Year of Wonders
The year is 1666; a small village tucked in the English countryside welcomes a new lodger–George Viccars, a tailor from London. Viccars luxurious bolts of fine cloth, however, harbor the unseen “seeds” of the Plague. After his death, we watch the lives of the villagers quickly spiral into despair. Anna Frith, the young widow who took the tailor in, works for the rector of the village, Michael Montpellion. With Montpellion and his wife Eleanor, Anna nurses the sick, attends to the survivors, and helps bury the dead.
The title was misleading–I expected to read a novel where the horrific plague brought out the best in people, and bound them together in community and a renewed spirit of brotherhood. Instead, we have witch hunts, swindlers, religious fanatics, and, rather than grave robbers, a grave-digging robber who swoops in hours before a death and charges outrageously for a decent burial. I guess one’s true nature does surface during adversity. But through it all, Anna Frith somehow prevails, and, as she watches the world around her fall apart, tells her story with wisdom and insight. Eleanor Montpellion teaches her to read and becomes a fast friend, and Michael Montpellion relies on her courage and skill in nursing the sick.

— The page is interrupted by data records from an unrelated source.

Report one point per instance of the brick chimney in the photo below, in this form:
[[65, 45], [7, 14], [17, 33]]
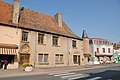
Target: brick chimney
[[16, 10], [58, 18]]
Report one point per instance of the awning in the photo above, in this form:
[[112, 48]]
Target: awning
[[7, 51]]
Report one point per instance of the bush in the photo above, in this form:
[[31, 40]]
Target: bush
[[25, 64]]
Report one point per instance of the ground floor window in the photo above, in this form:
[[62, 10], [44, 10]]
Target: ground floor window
[[43, 59], [5, 60], [59, 59], [76, 59]]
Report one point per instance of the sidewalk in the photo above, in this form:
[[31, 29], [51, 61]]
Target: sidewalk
[[36, 71]]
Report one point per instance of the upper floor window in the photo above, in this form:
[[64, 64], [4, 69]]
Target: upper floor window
[[43, 58], [103, 50], [74, 43], [108, 50], [54, 40], [98, 50], [24, 36], [41, 38], [59, 59]]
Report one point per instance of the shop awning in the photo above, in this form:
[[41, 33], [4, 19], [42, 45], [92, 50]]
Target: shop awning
[[8, 49]]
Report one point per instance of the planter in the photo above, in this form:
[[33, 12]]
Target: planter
[[29, 68]]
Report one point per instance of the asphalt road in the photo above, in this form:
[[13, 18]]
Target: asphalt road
[[106, 73]]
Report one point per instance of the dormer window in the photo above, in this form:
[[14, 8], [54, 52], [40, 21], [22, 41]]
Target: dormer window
[[24, 36], [74, 43]]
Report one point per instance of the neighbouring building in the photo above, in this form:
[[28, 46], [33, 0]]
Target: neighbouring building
[[101, 50], [86, 49], [39, 39], [116, 54]]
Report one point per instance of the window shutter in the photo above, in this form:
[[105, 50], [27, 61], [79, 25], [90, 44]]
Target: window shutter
[[76, 43], [59, 41], [51, 40], [45, 38]]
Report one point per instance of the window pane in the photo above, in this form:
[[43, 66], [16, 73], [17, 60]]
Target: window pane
[[45, 57], [56, 58], [24, 36], [55, 40], [73, 43], [61, 58], [103, 50], [75, 59], [40, 57]]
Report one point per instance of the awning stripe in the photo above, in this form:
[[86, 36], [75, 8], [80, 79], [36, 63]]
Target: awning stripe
[[7, 51]]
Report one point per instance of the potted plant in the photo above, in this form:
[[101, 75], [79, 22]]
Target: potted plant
[[27, 66]]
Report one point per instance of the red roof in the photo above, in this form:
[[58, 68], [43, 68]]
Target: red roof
[[34, 20]]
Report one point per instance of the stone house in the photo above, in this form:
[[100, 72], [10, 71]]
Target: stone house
[[101, 50], [37, 38]]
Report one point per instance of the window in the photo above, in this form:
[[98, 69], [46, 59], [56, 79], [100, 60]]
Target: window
[[73, 43], [43, 59], [97, 50], [24, 36], [59, 58], [76, 59], [40, 38], [108, 50], [55, 40], [103, 50]]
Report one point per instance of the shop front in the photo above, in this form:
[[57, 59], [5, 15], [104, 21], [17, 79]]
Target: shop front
[[8, 56]]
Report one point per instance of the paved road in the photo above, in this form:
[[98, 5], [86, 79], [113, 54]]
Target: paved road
[[108, 73]]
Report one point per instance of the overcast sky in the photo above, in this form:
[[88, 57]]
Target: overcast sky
[[100, 18]]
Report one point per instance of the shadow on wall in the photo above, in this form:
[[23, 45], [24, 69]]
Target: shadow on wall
[[106, 75]]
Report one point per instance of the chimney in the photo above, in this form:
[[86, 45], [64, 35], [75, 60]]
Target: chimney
[[58, 18], [16, 9]]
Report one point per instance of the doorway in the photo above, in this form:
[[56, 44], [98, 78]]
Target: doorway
[[24, 58]]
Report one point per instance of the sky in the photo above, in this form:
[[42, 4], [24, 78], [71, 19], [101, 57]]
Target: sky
[[100, 18]]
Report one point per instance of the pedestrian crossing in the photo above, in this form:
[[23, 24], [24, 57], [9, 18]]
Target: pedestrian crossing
[[72, 76]]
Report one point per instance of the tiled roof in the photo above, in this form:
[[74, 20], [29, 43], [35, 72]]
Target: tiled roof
[[97, 39], [34, 20]]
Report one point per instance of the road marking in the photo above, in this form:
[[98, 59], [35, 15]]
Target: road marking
[[78, 77], [64, 74], [70, 76], [95, 78], [57, 73]]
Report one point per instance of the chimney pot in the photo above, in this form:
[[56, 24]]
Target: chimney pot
[[58, 18]]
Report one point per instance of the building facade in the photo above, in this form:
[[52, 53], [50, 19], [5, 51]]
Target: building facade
[[101, 51], [116, 53], [37, 38]]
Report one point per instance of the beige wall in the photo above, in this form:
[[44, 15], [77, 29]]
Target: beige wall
[[8, 35]]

Year of Wonders provides a fairly accurate (albeit cliched) look at England in the seventeenth century. My interest never flagged and the novel was a quick read. But I have to wonder why oh why contemporary writers insist on some sensational ending, one that isn’t in tune with the time, place, or character of the novel? Is it because a quiet, thoughtful story of grace and dignity won’t sell? I won’t put a spoiler alert here, but to say the far-fetched end of Anna’s story was disappointing is putting it mildly.
Currently reading : tinkers by Paul Harding; next up The Immortal Life of Harriet Lacks, our July book club selection.